Book Review: Queen Victoria Her Girlhood And Womanhood By Grace Greenwood


Queen Victoria: Her Girlhood And Womanhood by Grace Greenwood is an unusual biography. It was written by an American contemporary of the Queen, while she was still alive, and is vastly based on the recollections of people who knew her. Greenwood herself happened to meet the Queen on one occasion, which she relates in the book. A staunch republican, Greenwood however admired Queen Victoria and believed that "her example as a daughter, wife and mother, and as the honored head of English society could but have, if told simply, yet sympathetically, a happy and ennobling influence on the hearts and minds of my young countrywomen".

If you don't like boring history lessons, don't worry. You won't find any here.
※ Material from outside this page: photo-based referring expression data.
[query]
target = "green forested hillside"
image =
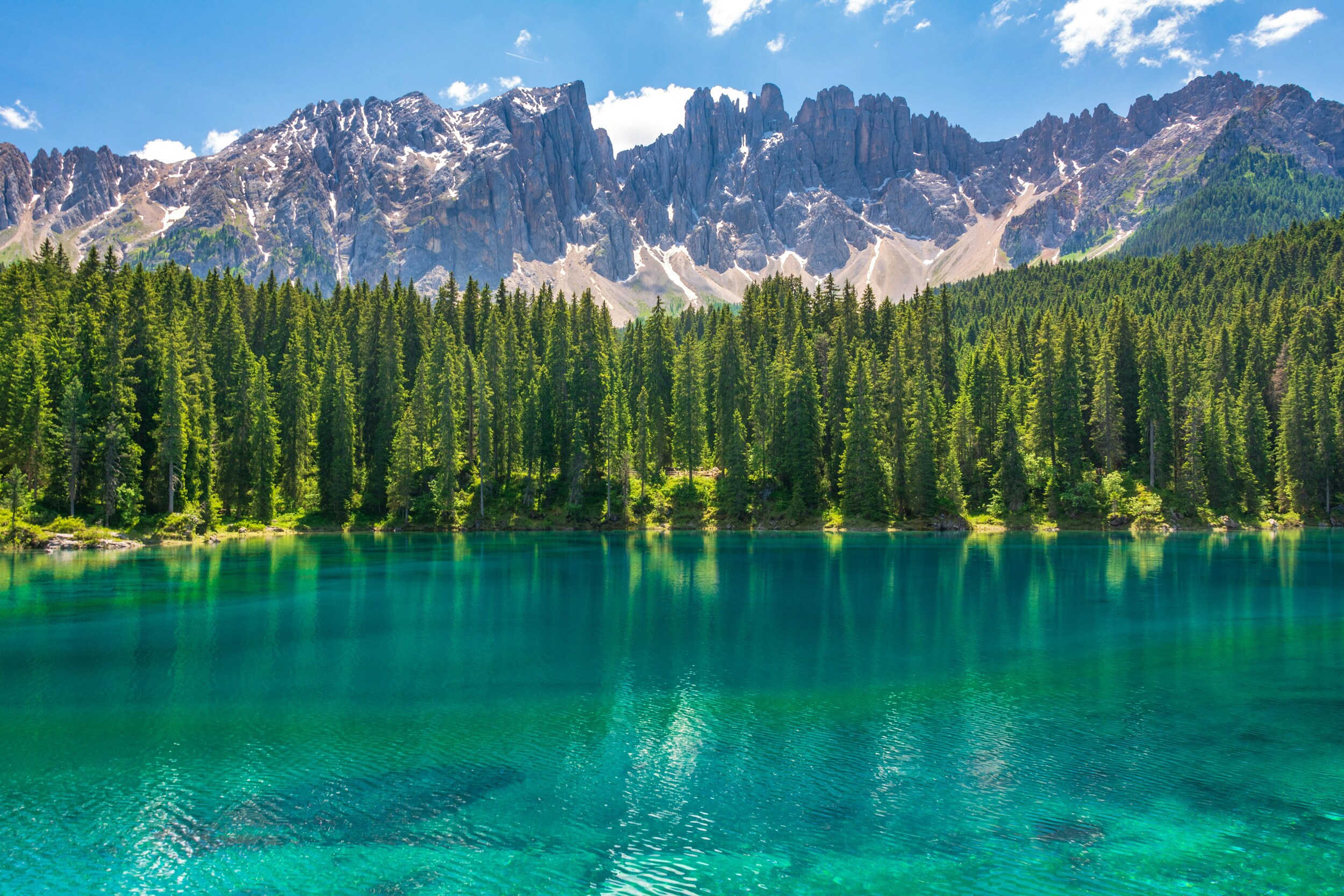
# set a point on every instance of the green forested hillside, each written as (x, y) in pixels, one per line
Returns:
(1254, 192)
(1198, 385)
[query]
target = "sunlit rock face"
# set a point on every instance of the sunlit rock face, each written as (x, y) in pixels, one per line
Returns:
(525, 189)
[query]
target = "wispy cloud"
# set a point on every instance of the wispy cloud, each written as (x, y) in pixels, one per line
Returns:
(638, 119)
(217, 140)
(461, 93)
(726, 14)
(19, 117)
(1006, 11)
(1286, 26)
(897, 11)
(1124, 27)
(168, 151)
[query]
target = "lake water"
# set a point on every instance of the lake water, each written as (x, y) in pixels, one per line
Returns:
(676, 714)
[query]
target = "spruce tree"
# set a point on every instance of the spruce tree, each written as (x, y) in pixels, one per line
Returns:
(1011, 478)
(174, 417)
(335, 433)
(1108, 410)
(295, 415)
(1154, 409)
(261, 429)
(862, 477)
(802, 460)
(687, 407)
(73, 421)
(734, 484)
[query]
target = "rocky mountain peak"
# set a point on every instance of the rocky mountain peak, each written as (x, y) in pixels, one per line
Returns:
(523, 186)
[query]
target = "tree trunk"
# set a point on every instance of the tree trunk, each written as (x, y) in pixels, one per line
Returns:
(1152, 454)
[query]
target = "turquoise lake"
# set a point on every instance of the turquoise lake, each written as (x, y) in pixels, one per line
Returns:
(676, 714)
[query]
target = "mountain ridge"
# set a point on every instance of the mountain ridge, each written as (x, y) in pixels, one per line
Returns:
(523, 187)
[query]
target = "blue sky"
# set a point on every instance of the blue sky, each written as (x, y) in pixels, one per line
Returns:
(128, 74)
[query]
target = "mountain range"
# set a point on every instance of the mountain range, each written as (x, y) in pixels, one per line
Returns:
(523, 187)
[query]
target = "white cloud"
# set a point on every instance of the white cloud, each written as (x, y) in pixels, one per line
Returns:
(1003, 12)
(461, 93)
(638, 119)
(726, 14)
(168, 151)
(19, 117)
(217, 140)
(1278, 28)
(898, 10)
(1121, 26)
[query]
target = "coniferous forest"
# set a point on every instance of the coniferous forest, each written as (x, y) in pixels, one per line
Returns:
(1175, 390)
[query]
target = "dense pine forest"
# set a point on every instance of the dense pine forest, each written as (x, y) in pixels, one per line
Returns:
(1235, 195)
(1163, 390)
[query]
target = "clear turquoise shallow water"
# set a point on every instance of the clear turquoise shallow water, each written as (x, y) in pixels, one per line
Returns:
(577, 714)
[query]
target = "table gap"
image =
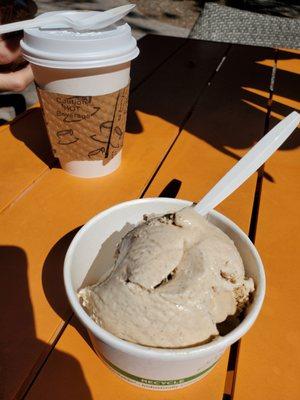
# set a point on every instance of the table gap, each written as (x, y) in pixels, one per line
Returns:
(232, 367)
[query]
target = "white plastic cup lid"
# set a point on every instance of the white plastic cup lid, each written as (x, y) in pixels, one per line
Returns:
(65, 48)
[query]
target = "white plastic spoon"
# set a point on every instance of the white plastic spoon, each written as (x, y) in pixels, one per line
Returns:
(78, 21)
(247, 165)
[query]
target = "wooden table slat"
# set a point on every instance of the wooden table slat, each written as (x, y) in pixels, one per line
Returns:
(269, 358)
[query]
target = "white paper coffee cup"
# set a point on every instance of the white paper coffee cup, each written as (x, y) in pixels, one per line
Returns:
(87, 260)
(82, 64)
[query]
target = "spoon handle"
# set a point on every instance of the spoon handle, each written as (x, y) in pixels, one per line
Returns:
(247, 165)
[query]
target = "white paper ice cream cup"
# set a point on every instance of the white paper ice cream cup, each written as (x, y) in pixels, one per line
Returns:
(91, 254)
(82, 64)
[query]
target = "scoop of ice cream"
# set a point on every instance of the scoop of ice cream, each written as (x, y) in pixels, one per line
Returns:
(174, 279)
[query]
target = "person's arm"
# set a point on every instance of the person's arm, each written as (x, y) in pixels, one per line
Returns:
(15, 75)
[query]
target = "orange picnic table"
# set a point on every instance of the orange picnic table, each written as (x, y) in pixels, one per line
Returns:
(195, 108)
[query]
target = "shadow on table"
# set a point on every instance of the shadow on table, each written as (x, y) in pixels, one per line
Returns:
(228, 106)
(18, 335)
(229, 113)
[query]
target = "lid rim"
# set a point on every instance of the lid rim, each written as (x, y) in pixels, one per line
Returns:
(78, 64)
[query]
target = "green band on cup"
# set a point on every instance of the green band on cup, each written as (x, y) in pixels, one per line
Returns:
(145, 381)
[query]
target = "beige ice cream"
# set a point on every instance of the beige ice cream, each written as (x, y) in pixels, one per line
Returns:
(174, 279)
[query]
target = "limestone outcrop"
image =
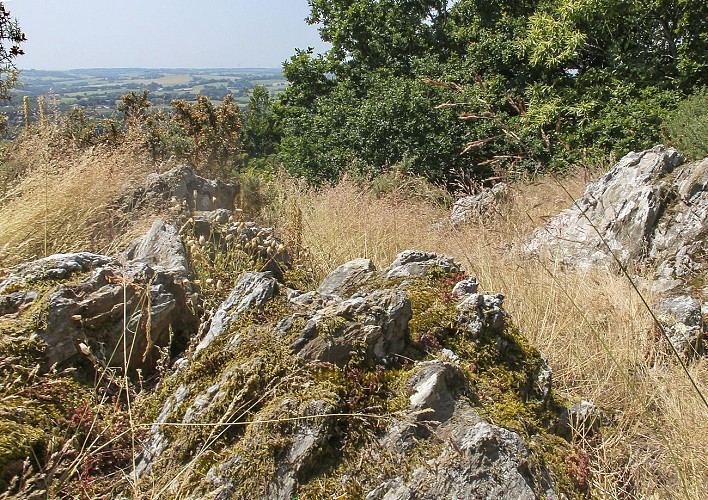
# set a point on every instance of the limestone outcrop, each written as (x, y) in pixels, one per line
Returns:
(87, 307)
(367, 377)
(649, 211)
(648, 214)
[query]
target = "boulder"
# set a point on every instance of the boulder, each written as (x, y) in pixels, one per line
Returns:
(373, 325)
(347, 276)
(217, 230)
(616, 218)
(252, 290)
(478, 204)
(416, 263)
(306, 391)
(682, 320)
(98, 309)
(161, 248)
(183, 186)
(479, 460)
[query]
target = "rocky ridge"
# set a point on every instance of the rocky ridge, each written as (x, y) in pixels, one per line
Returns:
(648, 214)
(405, 382)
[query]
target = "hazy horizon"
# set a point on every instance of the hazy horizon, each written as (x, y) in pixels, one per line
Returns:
(162, 34)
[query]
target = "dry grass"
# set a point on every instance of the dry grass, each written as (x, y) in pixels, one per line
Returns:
(62, 198)
(592, 325)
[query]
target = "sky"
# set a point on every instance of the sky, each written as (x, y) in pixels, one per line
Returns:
(72, 34)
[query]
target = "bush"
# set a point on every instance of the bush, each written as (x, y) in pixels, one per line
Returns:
(687, 127)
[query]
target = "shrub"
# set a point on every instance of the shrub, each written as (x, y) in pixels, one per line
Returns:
(687, 127)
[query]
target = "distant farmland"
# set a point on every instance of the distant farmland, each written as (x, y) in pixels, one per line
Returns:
(98, 90)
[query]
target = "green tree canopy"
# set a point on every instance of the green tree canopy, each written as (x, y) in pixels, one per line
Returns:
(540, 83)
(11, 36)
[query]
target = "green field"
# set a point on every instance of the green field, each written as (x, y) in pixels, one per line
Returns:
(97, 90)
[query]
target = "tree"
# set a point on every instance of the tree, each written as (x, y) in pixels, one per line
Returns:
(540, 84)
(11, 36)
(261, 133)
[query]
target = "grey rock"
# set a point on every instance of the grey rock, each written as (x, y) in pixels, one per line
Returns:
(375, 323)
(580, 420)
(53, 268)
(161, 248)
(303, 443)
(12, 302)
(466, 287)
(91, 311)
(197, 192)
(434, 390)
(650, 209)
(682, 319)
(478, 312)
(624, 206)
(346, 277)
(252, 290)
(468, 207)
(678, 243)
(216, 230)
(412, 263)
(481, 460)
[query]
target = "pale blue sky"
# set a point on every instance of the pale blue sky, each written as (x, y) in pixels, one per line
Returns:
(66, 34)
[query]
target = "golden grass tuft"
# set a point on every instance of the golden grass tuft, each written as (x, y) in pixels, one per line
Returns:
(597, 334)
(60, 199)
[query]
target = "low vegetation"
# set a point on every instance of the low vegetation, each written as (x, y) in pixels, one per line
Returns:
(360, 157)
(593, 328)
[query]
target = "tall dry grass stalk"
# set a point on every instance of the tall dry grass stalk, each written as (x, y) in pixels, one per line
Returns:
(60, 199)
(592, 325)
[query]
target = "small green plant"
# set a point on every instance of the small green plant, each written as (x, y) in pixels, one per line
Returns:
(687, 127)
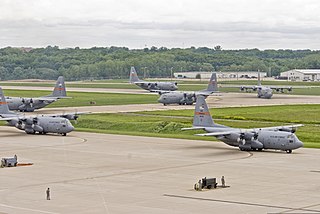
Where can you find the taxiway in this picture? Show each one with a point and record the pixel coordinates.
(102, 173)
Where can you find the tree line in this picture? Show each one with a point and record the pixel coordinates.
(115, 62)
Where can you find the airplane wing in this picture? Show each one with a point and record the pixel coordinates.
(8, 118)
(281, 128)
(69, 116)
(52, 98)
(207, 93)
(215, 133)
(193, 128)
(281, 88)
(160, 91)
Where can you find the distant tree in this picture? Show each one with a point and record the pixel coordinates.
(217, 48)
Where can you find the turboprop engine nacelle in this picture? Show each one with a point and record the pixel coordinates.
(37, 128)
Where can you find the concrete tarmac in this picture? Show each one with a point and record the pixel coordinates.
(102, 173)
(225, 100)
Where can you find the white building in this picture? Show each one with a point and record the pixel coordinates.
(301, 75)
(221, 75)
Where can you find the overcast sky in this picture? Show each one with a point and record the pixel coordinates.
(233, 24)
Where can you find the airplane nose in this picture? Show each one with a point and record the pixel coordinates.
(71, 128)
(299, 144)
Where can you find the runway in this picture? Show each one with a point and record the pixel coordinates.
(225, 100)
(100, 173)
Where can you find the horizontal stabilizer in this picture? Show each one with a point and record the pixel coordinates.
(215, 133)
(193, 128)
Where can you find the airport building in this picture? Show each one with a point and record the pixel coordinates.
(301, 75)
(221, 75)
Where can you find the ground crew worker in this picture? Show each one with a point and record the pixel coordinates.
(223, 182)
(48, 193)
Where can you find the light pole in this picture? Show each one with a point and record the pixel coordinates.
(171, 73)
(144, 72)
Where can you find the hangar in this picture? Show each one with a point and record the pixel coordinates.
(221, 75)
(301, 75)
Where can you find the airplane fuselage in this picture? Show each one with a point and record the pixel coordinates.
(180, 98)
(165, 86)
(264, 92)
(26, 104)
(264, 139)
(45, 124)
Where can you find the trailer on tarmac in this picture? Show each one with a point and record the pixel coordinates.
(9, 162)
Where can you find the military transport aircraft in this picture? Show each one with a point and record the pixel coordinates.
(185, 97)
(265, 91)
(151, 86)
(31, 124)
(30, 104)
(278, 138)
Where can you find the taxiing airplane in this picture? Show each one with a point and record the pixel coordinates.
(31, 124)
(278, 138)
(30, 104)
(188, 98)
(151, 86)
(265, 91)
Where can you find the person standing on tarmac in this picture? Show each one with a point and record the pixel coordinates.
(223, 182)
(48, 193)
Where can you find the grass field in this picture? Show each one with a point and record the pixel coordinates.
(169, 123)
(84, 98)
(184, 85)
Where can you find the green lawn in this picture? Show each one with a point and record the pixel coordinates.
(169, 123)
(184, 86)
(84, 98)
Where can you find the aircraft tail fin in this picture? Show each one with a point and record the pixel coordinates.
(4, 108)
(59, 89)
(213, 83)
(202, 117)
(133, 75)
(259, 78)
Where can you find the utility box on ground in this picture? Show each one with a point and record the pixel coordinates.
(9, 162)
(206, 183)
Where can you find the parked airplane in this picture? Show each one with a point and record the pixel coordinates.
(151, 86)
(31, 124)
(188, 98)
(278, 138)
(265, 91)
(30, 104)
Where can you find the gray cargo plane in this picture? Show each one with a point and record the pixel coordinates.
(31, 124)
(188, 98)
(278, 138)
(265, 91)
(151, 86)
(30, 104)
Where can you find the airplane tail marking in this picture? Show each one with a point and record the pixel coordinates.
(213, 85)
(202, 117)
(133, 75)
(59, 89)
(4, 109)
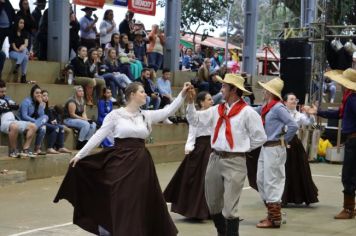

Greenwood's aim is to make the real Queen Victoria come to life, showing the person behind the crown and manages to do so very well. The emphasis in this book is placed on the Queen and her personal life, rather than on the politics of the time or the society she lived in, although those are mentioned too. Thus, in this book we find many personal anecdotes regarding the Queen, giving us an interesting insight into her personal life and personality.

We thus discover the Queen loved animals and the arts, what subjects she studied, what her relationship with her family was like, the interesting people she met, the state visits she went on, and how she dealt with those around her. The Queen always had, since her childhood, a kind, compassionate and caring disposition and was thus loved by everyone that met her. We then see her fall passionately in love with her cousin Albert, become a devoted wife and mother, and cry with her when her spouse dies prematurely, leaving her to face a long widowhood.

The writing style is obviously archaic and old-fashioned, but still the book flows smoothly and is easy to follow. If you're interested in the personal lives of royals and their family dynamics and care more about little anecdotes than the political, economical and social aspects of their reigns, then I highly recommend you this book. It will captivate you. If, on the other hand, you want a more complete picture of the Victorian era, the political issues the country was involved in and how the Queen dealt with them, you may want to give this one a miss. Keep in mind that, because the book was written while the Queen was alive, the author didn't have access to all the information and documents available to modern historians. Still, it's a very charming read.

Summary:
Queen Victoria by Grace Greenwood is a charming biography of this British sovereign, written while she was still alive. The biography focuses mostly on Victoria's personal life and character, while the political, social and economical issues of the time aren't analyzed in-depth. The writing style is archaic but easy to follow. Overall, this is an enchanting biography for those interested in the person behind the crown.